Il y a seulement 24 heures dans une journée, et presque autant de façons pour toi de me mentir. Il y a seulement 24 heures dans une journée, et la moitié d'entre elles, tu restes éveillé avec des envies de meurtre et de carnage.

***

Mes yeux ne peuvent s'empêcher d'être attirés par les aiguilles de l'horloge. Cela fait déjà dix minutes que la jeune fille en charge du ménage devrait être là.
Enfin, si elle a accepté ma proposition...

Tout a été réfléchi, millimétré pour que cette folie soit un succès. Mais en ce début d'après-midi, je suis seule dans mon grand appartement à faire les cent pas. Ma curiosité m'incite à allumer la télévision pour suivre les pronostics de l'élection. Cependant, je sais que je n'y décollerai pas si je cède. Il me faut rester concentrée.
Pour l'occasion, j'ai arpenté les marches de l'immeuble dans une robe longue et en talon, prétextant des soins pour ma cicatrice puis le besoin d'un cachet pour la douleur. Dans la tête des gardes, mon look du jour s'est imprimé, me permettant de mettre en place mon échappatoire. Toutefois, il me faut ma pièce maîtresse.

Lorsque la poignée de la porte s'abaisse, mon cœur envisage de lâcher. Je commence à soupirer de soulagement, retenant mon sourire alors que le plan n'est même pas entamé. Mais c'est un visage désagréable qui remplace celui tant attendu. Je ne lui cache pas la déception qu'Enzo m'inspire et me détourne de lui sans attendre.

— Tu espérais quelqu'un d'autre ? m'interroge-t-il.
— Commence par frapper avant de vouloir m'interroger.

Mon reproche est assez hargneux pour qu'il s'éloigne de la vérité. Son arrivée inopinée complique le déroulé de mes projets et ne fait que m'agacer. Pourquoi faut-il qu'il m'impose sa présence dans des moments où je ne la désire pas ?
J'abandonne l'idée d'une lutte active et m'affale dans le fauteuil. Je le dévisage avec assez d'ardeur pour qu'il préfère partir sans explication. Mais le sottocapo est aussi têtu que moi.

— On m'a informé que tu avais pas mal bougé ce matin.
— Et ?
— Tu as fait ça pour ennuyer ton frère ?

Sa conclusion me laisse pantoise. Il ne vient pas à l'esprit des hommes du clan que je veuille agir par moi-même sans chercher l'attention d'un autre ? Engouffrée dans mon mensonge, je finis par m'indigner de leur peu de confiance en moi.

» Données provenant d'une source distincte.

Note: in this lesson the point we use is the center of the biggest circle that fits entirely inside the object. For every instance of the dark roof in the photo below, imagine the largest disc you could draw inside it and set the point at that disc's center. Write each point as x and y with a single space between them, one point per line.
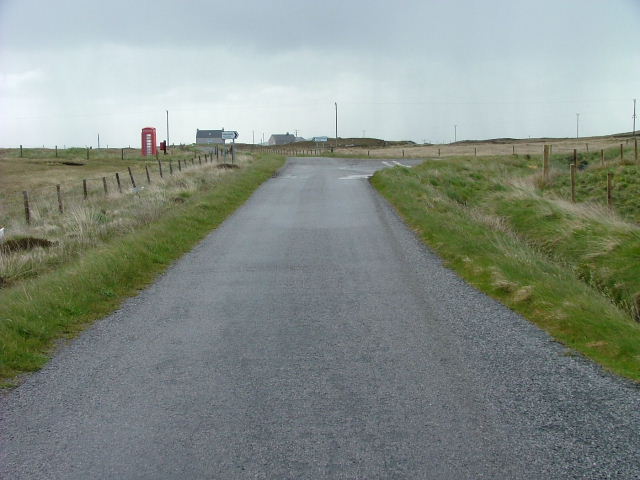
209 134
283 138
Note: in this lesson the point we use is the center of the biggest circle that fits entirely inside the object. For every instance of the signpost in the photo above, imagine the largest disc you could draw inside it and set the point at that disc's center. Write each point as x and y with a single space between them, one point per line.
231 135
320 140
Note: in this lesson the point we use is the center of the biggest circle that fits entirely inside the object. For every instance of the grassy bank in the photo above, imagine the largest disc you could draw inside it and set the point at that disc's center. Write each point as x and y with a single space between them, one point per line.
59 302
567 267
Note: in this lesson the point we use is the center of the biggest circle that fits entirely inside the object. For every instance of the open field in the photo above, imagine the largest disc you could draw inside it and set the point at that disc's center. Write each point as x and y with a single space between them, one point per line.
569 267
103 249
489 148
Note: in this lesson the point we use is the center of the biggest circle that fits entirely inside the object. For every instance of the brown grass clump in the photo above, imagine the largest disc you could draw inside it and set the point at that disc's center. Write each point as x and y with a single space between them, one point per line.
25 243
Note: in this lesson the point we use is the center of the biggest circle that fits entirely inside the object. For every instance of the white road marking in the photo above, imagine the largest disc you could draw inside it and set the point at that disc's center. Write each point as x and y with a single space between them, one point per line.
401 164
356 177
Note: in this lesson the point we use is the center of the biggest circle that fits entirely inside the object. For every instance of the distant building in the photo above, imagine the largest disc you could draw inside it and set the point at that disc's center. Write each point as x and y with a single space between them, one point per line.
281 139
209 136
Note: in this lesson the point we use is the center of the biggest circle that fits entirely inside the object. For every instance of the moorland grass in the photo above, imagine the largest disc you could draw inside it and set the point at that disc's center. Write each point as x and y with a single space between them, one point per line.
58 303
568 268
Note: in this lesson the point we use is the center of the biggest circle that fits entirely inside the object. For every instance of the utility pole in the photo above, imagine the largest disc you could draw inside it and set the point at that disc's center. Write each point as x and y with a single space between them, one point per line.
336 103
167 128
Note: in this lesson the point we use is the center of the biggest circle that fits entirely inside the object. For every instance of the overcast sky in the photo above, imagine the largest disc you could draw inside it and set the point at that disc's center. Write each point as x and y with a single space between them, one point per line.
73 69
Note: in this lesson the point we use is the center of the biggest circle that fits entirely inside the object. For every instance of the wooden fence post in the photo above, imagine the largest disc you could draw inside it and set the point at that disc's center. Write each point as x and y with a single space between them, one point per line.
133 182
27 210
545 163
59 194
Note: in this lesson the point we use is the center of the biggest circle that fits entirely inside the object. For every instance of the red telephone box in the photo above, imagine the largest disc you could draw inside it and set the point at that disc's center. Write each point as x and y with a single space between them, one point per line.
149 146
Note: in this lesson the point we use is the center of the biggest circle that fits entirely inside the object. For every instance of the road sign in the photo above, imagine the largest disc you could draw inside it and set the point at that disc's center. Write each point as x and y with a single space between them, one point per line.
229 135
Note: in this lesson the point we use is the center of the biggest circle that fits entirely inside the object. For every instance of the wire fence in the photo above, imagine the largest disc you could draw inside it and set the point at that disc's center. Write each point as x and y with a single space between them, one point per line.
56 198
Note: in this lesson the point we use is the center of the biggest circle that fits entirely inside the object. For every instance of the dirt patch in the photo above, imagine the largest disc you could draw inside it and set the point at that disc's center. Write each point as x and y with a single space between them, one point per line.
26 243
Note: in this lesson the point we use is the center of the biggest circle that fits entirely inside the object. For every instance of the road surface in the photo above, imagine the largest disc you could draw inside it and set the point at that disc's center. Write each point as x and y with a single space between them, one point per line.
312 336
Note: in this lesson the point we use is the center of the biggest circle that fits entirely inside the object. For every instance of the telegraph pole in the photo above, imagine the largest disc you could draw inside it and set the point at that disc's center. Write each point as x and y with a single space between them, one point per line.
167 128
336 103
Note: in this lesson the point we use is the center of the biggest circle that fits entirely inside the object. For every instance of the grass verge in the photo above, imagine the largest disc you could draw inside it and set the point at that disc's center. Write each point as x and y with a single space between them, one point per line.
503 237
60 303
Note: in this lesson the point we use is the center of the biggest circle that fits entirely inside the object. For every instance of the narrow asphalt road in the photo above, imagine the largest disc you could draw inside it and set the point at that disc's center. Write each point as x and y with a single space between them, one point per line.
312 336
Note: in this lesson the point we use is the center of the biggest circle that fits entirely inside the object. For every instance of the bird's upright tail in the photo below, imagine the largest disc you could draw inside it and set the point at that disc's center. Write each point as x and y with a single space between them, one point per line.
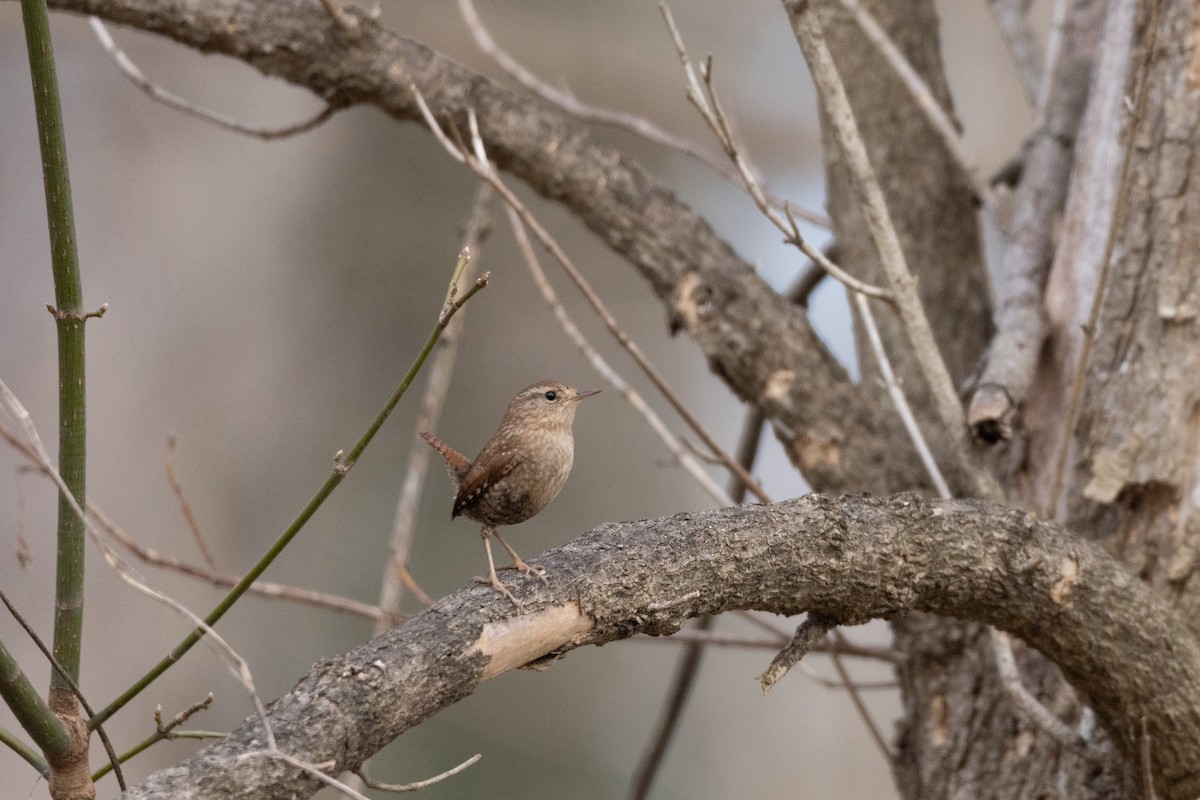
456 463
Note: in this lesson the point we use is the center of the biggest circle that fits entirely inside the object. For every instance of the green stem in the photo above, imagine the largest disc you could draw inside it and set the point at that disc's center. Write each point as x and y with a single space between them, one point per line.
35 716
340 471
70 317
35 758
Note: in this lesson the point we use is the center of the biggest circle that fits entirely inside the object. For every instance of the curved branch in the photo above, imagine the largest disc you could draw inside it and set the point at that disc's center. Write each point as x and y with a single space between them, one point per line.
851 559
759 342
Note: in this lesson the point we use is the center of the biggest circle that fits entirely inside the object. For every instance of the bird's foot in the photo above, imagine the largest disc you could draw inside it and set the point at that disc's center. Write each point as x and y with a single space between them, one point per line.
521 566
493 581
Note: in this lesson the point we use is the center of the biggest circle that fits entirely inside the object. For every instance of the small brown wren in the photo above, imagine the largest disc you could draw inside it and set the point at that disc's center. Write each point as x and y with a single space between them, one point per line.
521 468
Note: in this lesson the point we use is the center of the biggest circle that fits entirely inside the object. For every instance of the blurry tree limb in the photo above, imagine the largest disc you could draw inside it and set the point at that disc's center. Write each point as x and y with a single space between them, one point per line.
1039 200
761 344
1013 19
852 559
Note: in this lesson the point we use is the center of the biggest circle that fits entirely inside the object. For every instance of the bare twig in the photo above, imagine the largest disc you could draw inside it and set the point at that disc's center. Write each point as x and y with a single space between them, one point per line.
185 507
814 629
859 705
898 398
165 732
684 458
235 663
113 759
887 242
1145 764
688 668
939 119
631 122
1013 19
718 639
1021 320
131 71
1029 705
479 164
396 575
1115 226
419 785
261 588
706 101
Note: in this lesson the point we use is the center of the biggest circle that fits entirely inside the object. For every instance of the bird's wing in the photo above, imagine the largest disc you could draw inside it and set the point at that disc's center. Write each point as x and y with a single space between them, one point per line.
487 469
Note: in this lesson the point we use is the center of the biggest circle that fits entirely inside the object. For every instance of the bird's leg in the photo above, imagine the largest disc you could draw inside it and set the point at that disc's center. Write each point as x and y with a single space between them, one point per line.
519 563
492 578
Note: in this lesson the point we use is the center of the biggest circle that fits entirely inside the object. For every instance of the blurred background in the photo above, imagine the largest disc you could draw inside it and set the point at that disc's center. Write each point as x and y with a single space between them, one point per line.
267 296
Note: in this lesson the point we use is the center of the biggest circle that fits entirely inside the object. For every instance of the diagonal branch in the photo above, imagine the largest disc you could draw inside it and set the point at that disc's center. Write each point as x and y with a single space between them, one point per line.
852 559
706 288
1020 317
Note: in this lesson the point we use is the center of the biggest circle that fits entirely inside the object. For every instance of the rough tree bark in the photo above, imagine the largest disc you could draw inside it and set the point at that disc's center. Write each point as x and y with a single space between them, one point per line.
851 559
1108 641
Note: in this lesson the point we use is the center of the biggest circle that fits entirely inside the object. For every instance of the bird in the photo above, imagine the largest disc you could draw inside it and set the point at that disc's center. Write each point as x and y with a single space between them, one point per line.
520 470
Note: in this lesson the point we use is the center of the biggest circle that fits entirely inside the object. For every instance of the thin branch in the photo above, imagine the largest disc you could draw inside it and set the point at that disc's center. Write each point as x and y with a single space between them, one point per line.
235 663
1029 705
156 92
1013 19
898 397
419 785
939 119
1021 320
1135 115
75 687
396 576
855 558
718 639
859 705
915 323
259 588
341 469
814 629
706 101
479 164
185 507
623 120
688 668
1145 763
684 458
163 732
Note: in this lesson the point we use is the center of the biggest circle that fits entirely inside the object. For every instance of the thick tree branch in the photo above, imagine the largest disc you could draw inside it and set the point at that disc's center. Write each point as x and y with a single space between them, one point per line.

— Je vais t'épargner ma réponse vulgaire puisque tu sais pertinemment ce que j'ai fait au deuxième étage. Et puisque nous n'avons plus rien à nous dire, prends la porte et mémorise que tu n'es plus le bienvenu.

Mon ton est virulent, ce qui suffit à ranimer l'intérêt de mon interlocuteur. Ce que j'ai souhaité recevoir pendant des jours se produit au plus mauvais moment. Si la jeune fille débarque dans la seconde, je suis fichue. Il est certain qu'Enzo attendra à mes côtés par sécurité et mes chances de fuir le bâtiment seront nulles.
Avec une grande inspiration, je prends sur moi et me prépare à la discussion qu'il va exiger. Il faut que je sois concise dans mes réponses, assez claires pour qu'il ne cherche pas d'autres points à évoquer.

— Tu es en colère. Tu m'en veux pour quelque chose ?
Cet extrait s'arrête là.